Two retirees, Ed Butcher and Lonny Bergstrom, operate a website that tracks the voting records of Republican state legislators in Montana. Several local Republican groups in Montana took an interest in the website and invited Butcher and Bergstrom to speak on their findings. Based on the travel expenses they incurred in giving these presentations— such as for gas, meals at McDonald’s, and a night at a La Quinta Inn—Montana’s Commissioner of Political Practices determined that Butcher and Bergstrom had formed a “political committee” under Montana law. Because Butcher and Bergstrom had neither registered their alleged political committee with the state nor complied with numerous reporting obligations, the Commissioner concluded they were subject to a civil fine and civil prosecution. Butcher and Bergstrom argue, however, that Montana law is impermissibly vague because they lacked fair notice that their conduct would not be treated as “de minimis,” and thus exempt, under Montana Administrative Rule 44.11.603.

We hold that Rule 44.11.603 is unconstitutionally vague as applied to Butcher and Bergstrom.

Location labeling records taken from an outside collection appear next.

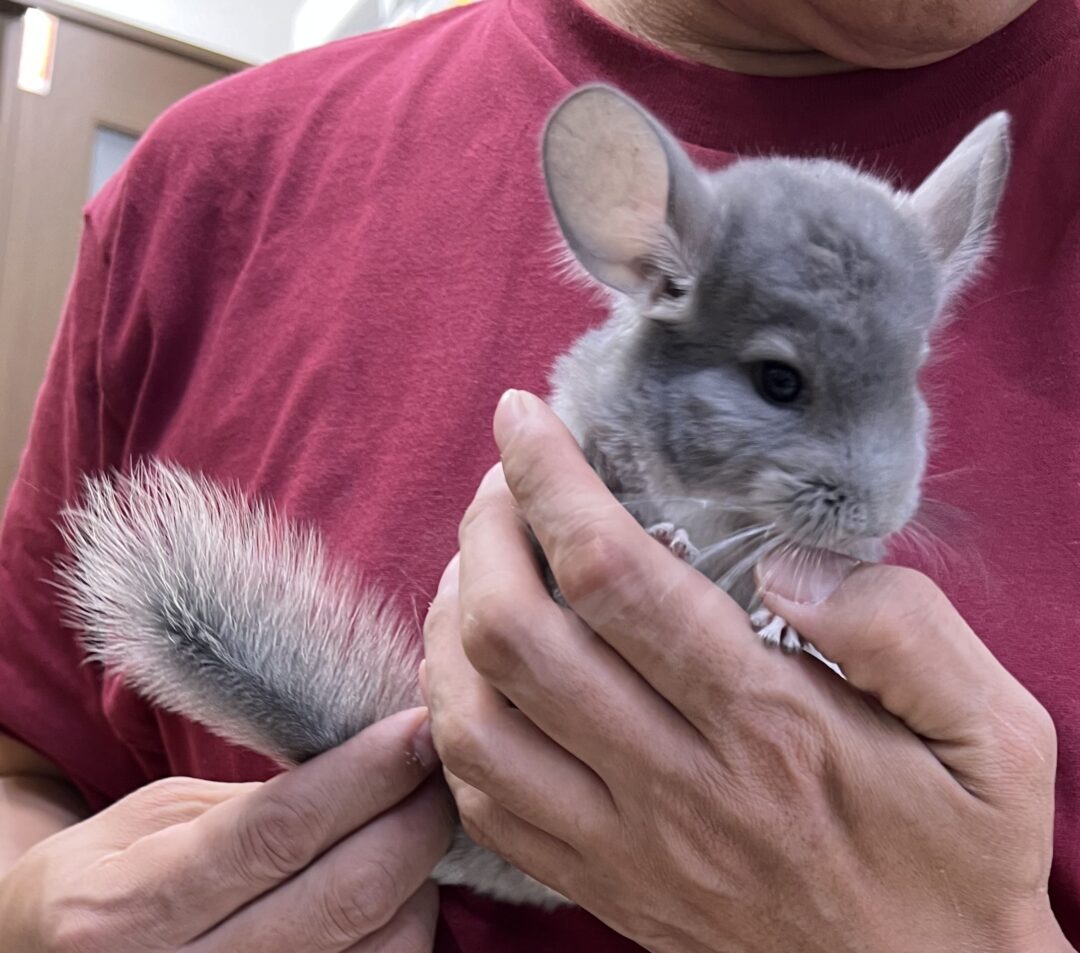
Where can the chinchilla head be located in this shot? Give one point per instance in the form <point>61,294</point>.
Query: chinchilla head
<point>772,316</point>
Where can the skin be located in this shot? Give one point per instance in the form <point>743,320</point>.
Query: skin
<point>644,754</point>
<point>174,837</point>
<point>783,38</point>
<point>309,860</point>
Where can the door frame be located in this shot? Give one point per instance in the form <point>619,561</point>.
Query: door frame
<point>125,30</point>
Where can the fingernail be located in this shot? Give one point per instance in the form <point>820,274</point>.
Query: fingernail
<point>493,478</point>
<point>422,679</point>
<point>515,406</point>
<point>423,746</point>
<point>805,577</point>
<point>449,576</point>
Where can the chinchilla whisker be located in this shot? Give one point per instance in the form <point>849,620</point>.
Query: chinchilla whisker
<point>747,563</point>
<point>728,541</point>
<point>692,500</point>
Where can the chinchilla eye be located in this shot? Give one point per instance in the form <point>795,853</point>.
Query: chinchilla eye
<point>670,290</point>
<point>779,384</point>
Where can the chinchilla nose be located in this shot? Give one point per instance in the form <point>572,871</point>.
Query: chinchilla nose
<point>880,514</point>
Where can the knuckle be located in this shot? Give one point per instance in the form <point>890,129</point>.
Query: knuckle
<point>1027,740</point>
<point>365,901</point>
<point>81,931</point>
<point>593,566</point>
<point>277,837</point>
<point>477,819</point>
<point>917,603</point>
<point>463,748</point>
<point>491,628</point>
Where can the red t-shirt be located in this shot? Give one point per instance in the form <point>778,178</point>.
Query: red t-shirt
<point>318,277</point>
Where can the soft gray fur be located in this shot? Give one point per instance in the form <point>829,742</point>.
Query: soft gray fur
<point>807,263</point>
<point>220,609</point>
<point>224,612</point>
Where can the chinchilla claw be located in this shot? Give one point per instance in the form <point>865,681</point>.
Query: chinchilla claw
<point>774,631</point>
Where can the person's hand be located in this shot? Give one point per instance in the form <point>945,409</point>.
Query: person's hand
<point>647,756</point>
<point>332,856</point>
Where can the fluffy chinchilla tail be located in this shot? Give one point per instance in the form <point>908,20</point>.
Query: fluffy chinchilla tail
<point>224,612</point>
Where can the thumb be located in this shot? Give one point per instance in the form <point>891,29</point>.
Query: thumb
<point>899,639</point>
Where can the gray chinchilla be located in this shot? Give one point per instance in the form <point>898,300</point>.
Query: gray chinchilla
<point>754,389</point>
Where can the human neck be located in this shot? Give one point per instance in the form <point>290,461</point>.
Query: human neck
<point>711,31</point>
<point>705,31</point>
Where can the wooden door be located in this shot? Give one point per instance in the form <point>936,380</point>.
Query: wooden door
<point>55,150</point>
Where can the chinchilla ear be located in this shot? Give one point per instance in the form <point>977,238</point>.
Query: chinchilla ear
<point>626,197</point>
<point>959,200</point>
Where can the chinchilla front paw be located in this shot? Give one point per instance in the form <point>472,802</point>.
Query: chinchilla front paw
<point>774,631</point>
<point>675,539</point>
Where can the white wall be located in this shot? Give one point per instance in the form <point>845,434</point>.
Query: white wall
<point>254,30</point>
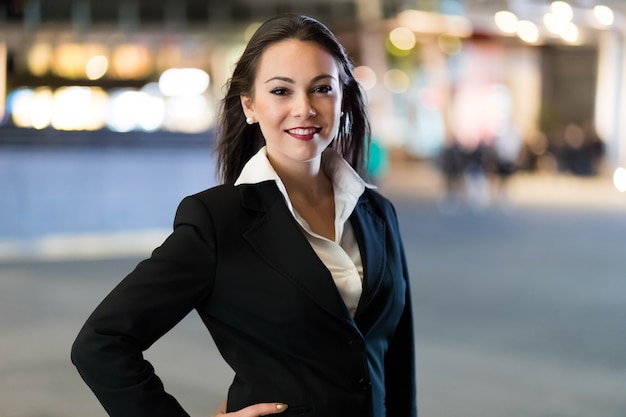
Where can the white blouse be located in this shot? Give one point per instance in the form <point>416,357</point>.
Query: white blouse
<point>341,256</point>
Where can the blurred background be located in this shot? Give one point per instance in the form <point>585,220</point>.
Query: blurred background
<point>498,133</point>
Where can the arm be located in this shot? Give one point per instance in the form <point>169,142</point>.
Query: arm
<point>401,386</point>
<point>160,292</point>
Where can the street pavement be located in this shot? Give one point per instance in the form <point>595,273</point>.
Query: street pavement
<point>520,308</point>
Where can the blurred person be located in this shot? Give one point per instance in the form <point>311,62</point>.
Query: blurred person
<point>452,164</point>
<point>507,150</point>
<point>294,263</point>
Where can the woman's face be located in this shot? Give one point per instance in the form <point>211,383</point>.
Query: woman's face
<point>297,101</point>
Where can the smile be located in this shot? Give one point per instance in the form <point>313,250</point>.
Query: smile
<point>304,133</point>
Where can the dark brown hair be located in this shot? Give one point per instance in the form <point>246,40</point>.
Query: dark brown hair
<point>238,142</point>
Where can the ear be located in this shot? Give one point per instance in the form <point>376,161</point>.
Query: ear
<point>247,104</point>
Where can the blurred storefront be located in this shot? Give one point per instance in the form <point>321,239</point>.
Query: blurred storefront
<point>435,71</point>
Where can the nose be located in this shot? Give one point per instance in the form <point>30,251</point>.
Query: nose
<point>303,108</point>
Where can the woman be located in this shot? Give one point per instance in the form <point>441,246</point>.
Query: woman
<point>294,264</point>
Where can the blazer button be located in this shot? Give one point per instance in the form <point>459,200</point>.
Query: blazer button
<point>365,384</point>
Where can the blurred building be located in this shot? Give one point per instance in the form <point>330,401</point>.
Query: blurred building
<point>434,70</point>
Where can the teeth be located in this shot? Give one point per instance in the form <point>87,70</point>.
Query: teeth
<point>302,131</point>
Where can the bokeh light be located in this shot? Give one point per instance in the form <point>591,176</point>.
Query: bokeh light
<point>506,21</point>
<point>402,38</point>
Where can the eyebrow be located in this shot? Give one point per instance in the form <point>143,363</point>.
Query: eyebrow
<point>289,80</point>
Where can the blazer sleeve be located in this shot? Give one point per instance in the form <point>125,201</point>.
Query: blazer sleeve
<point>401,386</point>
<point>147,303</point>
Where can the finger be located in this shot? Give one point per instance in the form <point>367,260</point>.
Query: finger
<point>262,409</point>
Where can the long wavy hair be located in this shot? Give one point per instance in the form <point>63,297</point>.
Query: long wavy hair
<point>237,141</point>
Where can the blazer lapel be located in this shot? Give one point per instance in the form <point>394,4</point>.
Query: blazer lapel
<point>277,238</point>
<point>369,230</point>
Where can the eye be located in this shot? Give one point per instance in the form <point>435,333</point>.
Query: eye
<point>279,91</point>
<point>323,89</point>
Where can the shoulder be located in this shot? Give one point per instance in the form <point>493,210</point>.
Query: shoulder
<point>227,199</point>
<point>377,201</point>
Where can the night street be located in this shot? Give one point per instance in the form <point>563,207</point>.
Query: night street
<point>519,312</point>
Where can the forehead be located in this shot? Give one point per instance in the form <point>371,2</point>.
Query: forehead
<point>296,59</point>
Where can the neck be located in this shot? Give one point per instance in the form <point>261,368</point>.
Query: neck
<point>304,178</point>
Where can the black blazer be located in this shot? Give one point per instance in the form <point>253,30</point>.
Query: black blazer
<point>238,257</point>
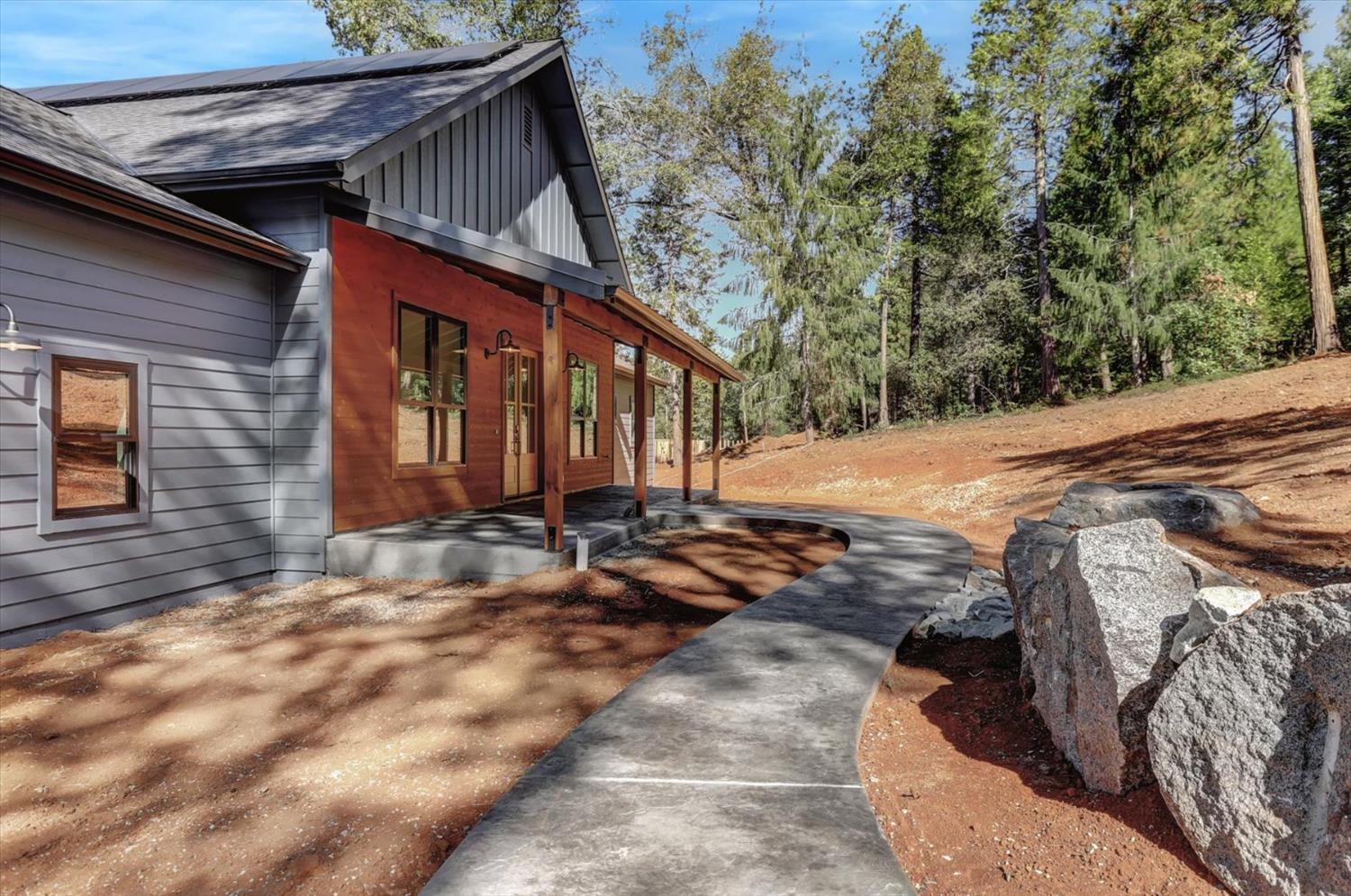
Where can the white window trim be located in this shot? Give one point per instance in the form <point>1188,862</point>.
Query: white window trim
<point>48,520</point>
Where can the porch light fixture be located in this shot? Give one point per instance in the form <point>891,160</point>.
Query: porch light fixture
<point>502,343</point>
<point>15,340</point>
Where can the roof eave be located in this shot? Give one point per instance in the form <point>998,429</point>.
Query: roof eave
<point>634,308</point>
<point>248,177</point>
<point>37,176</point>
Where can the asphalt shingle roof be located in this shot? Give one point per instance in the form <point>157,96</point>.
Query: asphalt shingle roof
<point>278,123</point>
<point>49,135</point>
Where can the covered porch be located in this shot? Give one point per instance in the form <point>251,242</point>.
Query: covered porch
<point>499,542</point>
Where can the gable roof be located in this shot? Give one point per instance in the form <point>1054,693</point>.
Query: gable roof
<point>332,121</point>
<point>49,150</point>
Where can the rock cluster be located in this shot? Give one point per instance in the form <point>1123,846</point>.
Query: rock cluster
<point>980,609</point>
<point>1181,507</point>
<point>1251,747</point>
<point>1099,631</point>
<point>1099,599</point>
<point>1146,661</point>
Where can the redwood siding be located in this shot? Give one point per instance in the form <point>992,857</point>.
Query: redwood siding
<point>370,272</point>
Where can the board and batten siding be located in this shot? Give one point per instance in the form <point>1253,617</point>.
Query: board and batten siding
<point>484,173</point>
<point>204,321</point>
<point>302,386</point>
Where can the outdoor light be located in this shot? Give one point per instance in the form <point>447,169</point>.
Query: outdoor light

Judge Fletcher dissented, concluding that Butcher and Bergstrom were a “political committee” required to report under this law, and not “volunteers” excepted from doing so. He concludes:

Butcher and Bergstrom are not political naifs. They are sophisticated political actors. They acted in a concerted and sustained manner to bring accurate and relevant political information to interested political groups. In short, they engaged in valuable and protected First Amendment activity. But they did not do so as “volunteers” within the meaning of Montana election law. Rather, they did so as a “political committee.”